Falando dessa cena crítica é bom mencionar logo toda a situação política do filme. “Aqueles que Ficaram” se passa em Budapeste entre 1948 e 1953, o que por si só já é um momento de grande interesse do ponto de vista social e histórico. O roteiro do filme consegue evitar comentários políticos apesar da sensação iminente de desgraça que o governo soviético deixa a população em geral. Já no fim do filme, Aladár parece ser dedurado por um antigo colega de profissão e passa por uma noite tensa que ele está pronto para encarar  o seu fim.

A direção de Barnabás Tóth é cuidadosa e precisa, nada parece forçado ou fora do lugar e todo o filme adquire um tom ponderado e contido. Pode ser que em alguns momentos isso faz com que o filme se alongue mais do que o necessário, mas todo esse clima arrastado é fundamental para criar o clima de cura lenta e penosa que o diretor quis manter. Sim, “Aqueles que Ficaram” é lento mas isso acontece intencionalmente, sem isso o timing teria sido quebrado e toda a aura maculada. A falta de trilha sonora na maior parte do filme ajuda a continuar essa vibe meditativa, durante os diálogos cada palavra nos acerta como um soco. Cada mínima implicação de uma frase e gesto é pesada e ruminada.

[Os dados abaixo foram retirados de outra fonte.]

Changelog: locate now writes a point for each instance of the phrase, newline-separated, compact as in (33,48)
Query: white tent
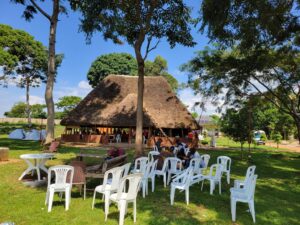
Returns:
(33,135)
(43,134)
(16,134)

Finalizando essa harmonia temática temos a parte estética. A direção de fotografia e o design de produção fizeram um trabalho primoroso quando recriaram a Budapeste de mais de meio século atrás. Os tons baços de sépia do início do filme dão espaço para uma palheta mais pastel e alegre chegando no fim, um paralelo muito bem montado com o estado psicológico dos protagonistas.

No geral “Aqueles que Ficaram” é uma aposta sólida para melhor filme estrangeiro na próxima premiação da academia. Tenho o prazer de recomendar essa obra primorosa do cinema húngaro mas com a ressalva de que isso pode gerar o gatilho em alguns espectadores mais sensíveis. Nada é dito de forma grosseira ou explícita, mas o filme trata das mortes e da violência nos campos de concentração, trata de perder nossos entes queridos, trata de tentar se reerguer, trata de medo e trata de aprender a conviver em paz com a dor latente.